November 2018 - 5-Year Rule Under the New Individual Income Tax Law – Exposure Draft of the “Implementation Rules”
On 31 August, the Standing Committee of China’s National People’s Congress formally approved the Amendments to the PRC Law on Individual Income Tax (the “New IIT Law”). Please refer to Mazars’ Tax Commentary issued in September 2018, for a summary. The exposure draft of the “Implementation Rules of the new Individual Income Tax Law” (the “Draft Implementation Rules”) was issued on 20 October for public consultation. The deadline for public consultation was set at 4 November of this year.
The Draft Implementation Rules address certain concerns raised by the public. In particular, the concern raised in relation to the 5-year break as accorded to expatriates under the old Implementation Rules was addressed. It is discussed in this issue of Tax Commentary.

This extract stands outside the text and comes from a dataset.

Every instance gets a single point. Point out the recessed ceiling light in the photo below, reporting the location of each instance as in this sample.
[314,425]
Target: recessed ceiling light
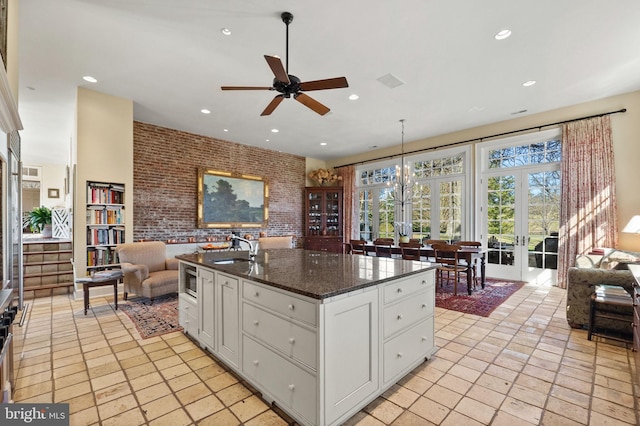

Under the old Implementation Rules, individuals without domicile in China will not be subject to IIT on their worldwide income until after they have resided in China for five consecutive full years. The definition of “residing in China for a year” was determined by how many days the individual is outside China in a particular year of stay. If the individual is absent from China for a single period of more than 30 days or multiple absences totalling for more than 90 days in a year, he would be considered as “not residing in China for a year”. Consequently, if an expatriate could monitor his absence from China in any year of a 5-year period, he would not be subject to IIT on the worldwide income, but only subject to IIT with respect to his China-sourced income.
Under the new IIT Law, an individual would be considered as a resident in China in a particular tax year if he has spent 183 days or more in China during the relevant tax year and would be subject to IIT on his worldwide income. It, therefore, raised the concern that the old “5-year rule” was discontinued.